Both women gave a sigh of relief when the boy’s flying figure disappeared around the corner of the barn. He was morally certain to be in mischief wherever he was, but if he was out of sight there was one point gained at least.
“Why do you care so dreadfully whether Pitt comes or not?” asked Mrs. Rumford, now that quiet was restored, “If he don’t come to-day, then he’ll come a Sunday; and if he don’t come this Sunday, then he’ll come the next one, so what’s the odds? You and him didn’t have a fallin’ out last time he was home, did you?”
“Yes, if you must know it, we did.”
“Haven’t you got any common sense, Huldy? Sakes alive! I thought when I married Daniel Rumford, if I could stand his temper it was nobody’s business but my own. I didn’t foresee that he had so much he could keep plenty for his own use, and then have a lot left to hand down to his children, so ’t I should have to live in the house with it to the day of my death! Seems to me if I was a girl and lived in a village where men-folks is as scarce as they be here, I’d be turrible careful to keep holt of a beau after I’d got him. What in the name o’ goodness did you quarrel about?”
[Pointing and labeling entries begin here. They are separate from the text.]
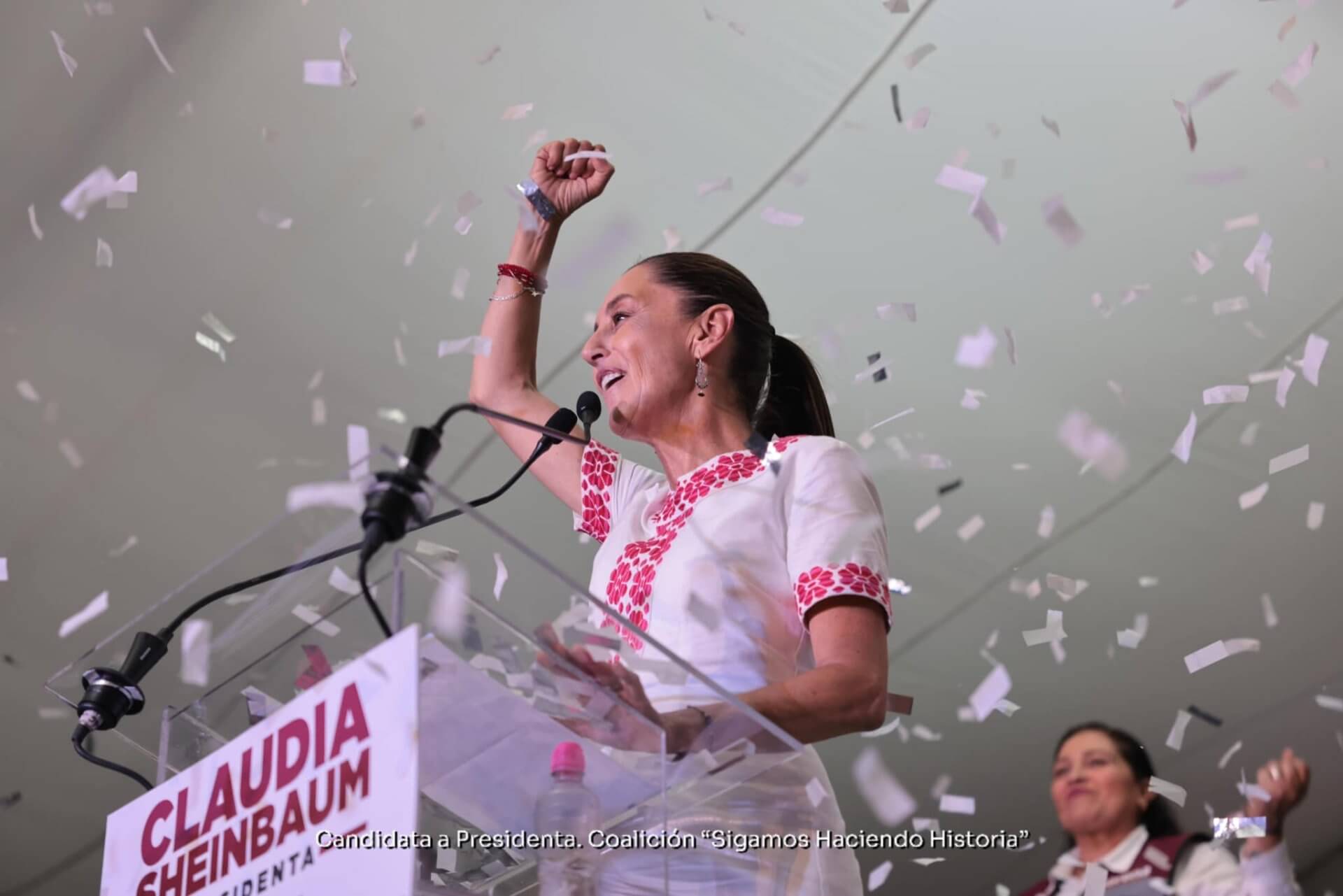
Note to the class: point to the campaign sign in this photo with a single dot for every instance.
(340, 758)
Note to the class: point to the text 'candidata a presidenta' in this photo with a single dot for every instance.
(674, 839)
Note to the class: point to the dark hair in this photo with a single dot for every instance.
(1158, 817)
(795, 404)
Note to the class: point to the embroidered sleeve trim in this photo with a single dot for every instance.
(836, 579)
(597, 478)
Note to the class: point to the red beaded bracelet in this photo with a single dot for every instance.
(523, 276)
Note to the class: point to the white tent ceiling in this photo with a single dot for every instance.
(793, 102)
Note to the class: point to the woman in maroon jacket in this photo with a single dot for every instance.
(1127, 843)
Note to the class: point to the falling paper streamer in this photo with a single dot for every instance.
(150, 36)
(71, 453)
(1052, 632)
(92, 611)
(1295, 73)
(500, 575)
(990, 691)
(890, 802)
(325, 495)
(1288, 460)
(1175, 739)
(976, 351)
(970, 528)
(1253, 496)
(1058, 220)
(195, 652)
(471, 346)
(356, 452)
(1226, 394)
(1162, 788)
(1046, 523)
(1186, 439)
(1217, 652)
(1284, 383)
(927, 518)
(66, 59)
(919, 55)
(1315, 350)
(781, 218)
Huldah got up from the table and carried her plate and cup to the sink. She looked out of the window to conceal her embarrassment, and busied herself with preparations for the dish-washing, so that she could talk with greater freedom.
“We’ve had words before this, plenty of times, but they didn’t amount to anything. Pitt’s good, and he’s handsome, and he’s smart; but he’s awful dictatorial and fault-finding, and I just ain’t goin’ to eat too much humble-pie before I’m married, for fear I won’t have anything else to eat afterwards, and it ain’t very fattening for a steady diet. And if there ever was a hateful old woman in the world it’s his stepmother. I’ve heard of her saying mean things about our family every once in a while, but I wouldn’t tell you for fear you’d flare up and say Pitt couldn’t come to see me. She’s tried to set him against me ever since we began to keep company together. She’s never quite managed to do it, but she’s succeeded well enough to keep me in continual trouble.”
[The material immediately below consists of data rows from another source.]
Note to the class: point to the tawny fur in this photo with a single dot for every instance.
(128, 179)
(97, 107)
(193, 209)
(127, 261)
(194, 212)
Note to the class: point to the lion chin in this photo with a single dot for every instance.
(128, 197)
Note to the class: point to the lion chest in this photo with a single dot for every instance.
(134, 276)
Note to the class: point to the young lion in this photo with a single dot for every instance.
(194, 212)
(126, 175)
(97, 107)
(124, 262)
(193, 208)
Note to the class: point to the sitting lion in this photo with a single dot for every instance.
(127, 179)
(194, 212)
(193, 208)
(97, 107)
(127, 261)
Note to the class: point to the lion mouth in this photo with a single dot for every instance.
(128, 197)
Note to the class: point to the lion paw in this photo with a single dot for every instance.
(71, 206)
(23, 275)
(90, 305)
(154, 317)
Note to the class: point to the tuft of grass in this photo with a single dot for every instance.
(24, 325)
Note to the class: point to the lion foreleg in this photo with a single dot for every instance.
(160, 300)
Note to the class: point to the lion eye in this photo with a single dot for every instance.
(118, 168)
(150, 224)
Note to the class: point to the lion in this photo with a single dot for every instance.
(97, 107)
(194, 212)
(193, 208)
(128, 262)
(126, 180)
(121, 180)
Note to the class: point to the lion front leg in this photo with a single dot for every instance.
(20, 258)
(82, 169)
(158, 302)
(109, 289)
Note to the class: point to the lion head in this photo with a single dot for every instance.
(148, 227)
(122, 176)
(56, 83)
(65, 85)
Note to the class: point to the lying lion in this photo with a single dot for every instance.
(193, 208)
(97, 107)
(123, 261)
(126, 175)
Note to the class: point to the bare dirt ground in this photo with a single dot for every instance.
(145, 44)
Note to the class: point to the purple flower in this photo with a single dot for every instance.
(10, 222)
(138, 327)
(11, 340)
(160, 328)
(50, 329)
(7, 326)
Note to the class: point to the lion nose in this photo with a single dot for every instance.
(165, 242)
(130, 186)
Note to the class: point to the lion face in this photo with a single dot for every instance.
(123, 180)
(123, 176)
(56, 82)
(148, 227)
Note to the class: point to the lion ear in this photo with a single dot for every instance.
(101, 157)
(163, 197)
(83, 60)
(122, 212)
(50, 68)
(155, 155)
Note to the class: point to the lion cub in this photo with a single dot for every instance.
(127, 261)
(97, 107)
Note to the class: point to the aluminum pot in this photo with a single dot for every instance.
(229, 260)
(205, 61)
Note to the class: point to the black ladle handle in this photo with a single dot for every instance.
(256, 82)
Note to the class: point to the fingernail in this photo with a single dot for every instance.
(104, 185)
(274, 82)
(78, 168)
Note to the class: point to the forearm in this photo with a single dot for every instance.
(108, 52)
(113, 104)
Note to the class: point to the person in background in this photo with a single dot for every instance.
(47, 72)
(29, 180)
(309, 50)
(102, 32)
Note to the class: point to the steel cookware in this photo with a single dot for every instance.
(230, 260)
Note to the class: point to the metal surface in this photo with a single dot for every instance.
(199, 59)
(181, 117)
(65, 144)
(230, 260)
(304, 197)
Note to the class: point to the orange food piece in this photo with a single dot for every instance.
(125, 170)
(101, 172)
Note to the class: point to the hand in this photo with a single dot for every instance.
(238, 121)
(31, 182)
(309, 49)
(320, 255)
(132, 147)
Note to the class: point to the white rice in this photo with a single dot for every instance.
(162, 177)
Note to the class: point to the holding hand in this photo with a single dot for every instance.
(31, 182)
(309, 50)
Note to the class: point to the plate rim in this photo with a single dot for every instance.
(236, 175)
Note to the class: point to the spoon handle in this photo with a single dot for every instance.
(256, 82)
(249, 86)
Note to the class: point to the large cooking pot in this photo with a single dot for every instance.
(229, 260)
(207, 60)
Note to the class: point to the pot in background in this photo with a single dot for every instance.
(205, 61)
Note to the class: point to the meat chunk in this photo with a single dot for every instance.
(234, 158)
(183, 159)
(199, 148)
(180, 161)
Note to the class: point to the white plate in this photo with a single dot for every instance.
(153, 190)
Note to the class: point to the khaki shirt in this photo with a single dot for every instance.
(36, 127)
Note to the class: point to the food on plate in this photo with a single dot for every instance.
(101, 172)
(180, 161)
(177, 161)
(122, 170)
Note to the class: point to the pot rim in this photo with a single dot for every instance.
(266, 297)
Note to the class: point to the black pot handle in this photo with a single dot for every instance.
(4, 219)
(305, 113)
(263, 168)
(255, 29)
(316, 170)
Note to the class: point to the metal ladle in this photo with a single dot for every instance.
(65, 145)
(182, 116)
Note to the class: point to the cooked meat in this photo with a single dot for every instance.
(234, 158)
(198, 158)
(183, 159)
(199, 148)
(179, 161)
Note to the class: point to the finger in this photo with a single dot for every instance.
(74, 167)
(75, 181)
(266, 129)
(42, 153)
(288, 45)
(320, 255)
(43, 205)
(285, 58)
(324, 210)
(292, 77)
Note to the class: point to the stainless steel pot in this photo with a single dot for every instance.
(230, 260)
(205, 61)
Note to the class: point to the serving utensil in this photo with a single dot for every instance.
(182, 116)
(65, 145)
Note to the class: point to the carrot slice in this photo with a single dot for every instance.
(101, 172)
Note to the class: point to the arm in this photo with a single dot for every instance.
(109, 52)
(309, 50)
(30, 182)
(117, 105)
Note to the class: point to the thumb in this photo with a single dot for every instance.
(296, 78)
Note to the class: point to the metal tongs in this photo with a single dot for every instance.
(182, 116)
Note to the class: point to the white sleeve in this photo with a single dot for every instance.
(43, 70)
“What’s she got to say?” inquired Mrs. Rumford hotly. “She never had a silk dress in the world, till Eben Packard married her, and everybody knows her father was a horse-doctor and mine was a reg’lar one!”
“She didn’t say anything about fathers, but she did tell Almira Berry that no member of the church in good standing could believe in signs as you did and have hope of salvation. She said I was a chip off the old block, and had been raised like a heathen. It seems when I was over there on Sunday I refused to stand up and have my height measured against the wall, and I told ’em if you measured heights on Sunday you’d like as not die before the year was out. I didn’t know then she had such a prejudice against signs, but since that time I’ve dragged ’em in every chance I got, just to spite her.”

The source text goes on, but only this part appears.